Moving Configurations between Environments

Because many configurations of your site are part of its functionality, it is necessary to know how to move them between environments, especially to avoid overwriting the database once your site is published, so I'm going to tell you the basics and some recommendations that can help you in the process.

Defining a directory for Drupal to store your configurations

Before you can export and import configurations, we must define the destination directory for all configuration files.

In our famous file settings.php find the line that contains 'config_sync_directory' and define a directory, in my case I usually use '../config', so I create this directory as a sibling of web and vendor.
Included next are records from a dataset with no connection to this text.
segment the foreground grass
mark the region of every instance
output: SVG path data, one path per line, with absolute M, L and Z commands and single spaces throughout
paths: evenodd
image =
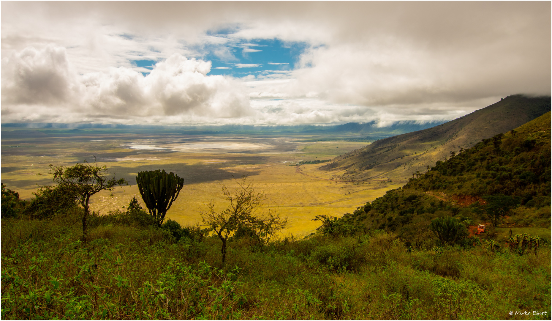
M 99 225 L 84 244 L 78 217 L 2 220 L 2 319 L 550 318 L 548 245 L 519 256 L 408 253 L 383 232 L 242 239 L 223 264 L 217 239 L 156 228 Z

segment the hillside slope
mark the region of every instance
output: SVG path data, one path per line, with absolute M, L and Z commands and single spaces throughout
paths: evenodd
M 502 195 L 520 205 L 508 214 L 508 227 L 548 228 L 550 117 L 549 112 L 506 134 L 484 139 L 446 161 L 438 161 L 429 171 L 410 178 L 402 188 L 388 191 L 340 219 L 358 229 L 396 231 L 414 241 L 424 238 L 420 235 L 428 232 L 429 222 L 436 217 L 485 222 L 486 218 L 469 206 Z
M 451 151 L 469 148 L 550 110 L 550 97 L 508 96 L 445 124 L 378 140 L 319 169 L 351 181 L 388 177 L 405 181 L 413 172 L 444 160 Z

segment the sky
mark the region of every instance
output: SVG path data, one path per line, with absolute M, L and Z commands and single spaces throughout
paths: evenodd
M 550 2 L 1 3 L 2 123 L 453 119 L 550 95 Z

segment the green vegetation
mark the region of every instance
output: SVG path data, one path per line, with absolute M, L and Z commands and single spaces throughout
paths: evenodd
M 172 172 L 157 170 L 138 173 L 136 183 L 150 214 L 161 226 L 167 211 L 184 187 L 184 178 Z
M 288 165 L 288 166 L 300 166 L 301 165 L 306 165 L 307 164 L 319 164 L 320 163 L 325 163 L 326 162 L 329 162 L 331 160 L 327 159 L 323 160 L 310 160 L 310 161 L 301 161 L 296 164 L 293 164 L 291 165 Z
M 85 241 L 84 209 L 52 204 L 71 190 L 43 188 L 25 202 L 3 185 L 1 317 L 549 319 L 548 117 L 463 150 L 352 214 L 319 215 L 319 233 L 302 239 L 277 237 L 285 220 L 259 212 L 266 196 L 245 177 L 234 190 L 223 185 L 222 211 L 206 204 L 206 228 L 158 226 L 134 198 L 126 212 L 93 212 Z M 516 173 L 521 155 L 527 170 Z M 482 177 L 487 165 L 500 176 Z M 497 179 L 509 169 L 511 189 Z M 464 189 L 472 183 L 486 188 Z M 472 190 L 482 193 L 458 192 Z M 493 218 L 495 227 L 470 235 Z M 526 311 L 542 314 L 508 314 Z
M 454 243 L 459 237 L 467 236 L 461 234 L 466 230 L 465 227 L 459 220 L 449 216 L 431 220 L 429 229 L 442 243 Z
M 481 139 L 508 132 L 550 110 L 550 97 L 509 96 L 444 124 L 380 139 L 337 156 L 320 169 L 347 171 L 347 179 L 354 181 L 374 176 L 406 179 L 412 172 L 424 171 L 426 166 L 433 166 L 436 160 L 449 157 L 450 151 L 455 152 L 461 148 L 473 146 Z M 549 119 L 550 116 L 548 117 Z M 538 136 L 537 132 L 535 134 Z M 535 137 L 529 140 L 533 139 L 538 139 Z M 515 139 L 505 143 L 503 148 L 507 149 L 511 143 L 517 145 L 519 142 Z M 521 148 L 520 152 L 526 150 L 531 143 L 527 144 L 527 146 Z
M 226 241 L 230 237 L 240 238 L 248 236 L 263 246 L 277 232 L 288 224 L 287 218 L 280 219 L 280 213 L 269 208 L 267 215 L 259 213 L 259 208 L 267 199 L 265 194 L 257 192 L 252 182 L 243 176 L 241 182 L 236 181 L 238 187 L 233 192 L 222 185 L 222 194 L 230 204 L 221 212 L 215 211 L 215 202 L 204 204 L 208 209 L 201 210 L 203 223 L 209 230 L 214 232 L 222 242 L 221 253 L 222 262 L 226 257 Z
M 50 165 L 49 175 L 52 175 L 52 181 L 57 183 L 58 191 L 64 193 L 65 197 L 74 197 L 84 209 L 82 216 L 82 240 L 87 240 L 87 222 L 90 197 L 102 191 L 109 191 L 113 196 L 115 187 L 128 185 L 124 178 L 116 179 L 115 175 L 109 178 L 105 176 L 107 167 L 99 166 L 95 163 L 91 164 L 84 160 L 82 164 L 77 163 L 70 167 Z M 39 174 L 40 175 L 40 174 Z M 42 191 L 44 193 L 45 190 Z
So it should be like this:

$settings['config_sync_directory'] = '../config';

Drush commands you'll need:

drush cex

This is the command you should use from your local environment to export all changes you've made.

drush cim

This command will import all configurations.

Some recommendations

• Before the first commit, it's important to export the configuration and add it to your repository.
• In many cases, you won't upload your site to test or production environments until some things are working, so the first time you take that configuration, you could load a copy of your local database or use the Drush installation command with the existing-config parameter.
• Make it a habit to export your configuration and review the changes you need when you're about to add new functionality to your site.
• As part of your continuous integration system, add the command to import configurations, in some cases more than once, because of the interdependence of some configurations, which changes their order of import, and this can cause some not to import at the first attempt.
• When working with a team, make sure to import the configuration before starting to work on something new, which will prevent your local environment from falling behind in changes, and when exporting, it will generate configurations that undo someone else's work.

Ignoring some modules

There are modules that we don't want to have active in test or production environments, an example is the devel module, which we only use for development, in that case, Drupal allows us to avoid having these modules exported using an option in our settings.local.php file, but first, let's clear how to use that file.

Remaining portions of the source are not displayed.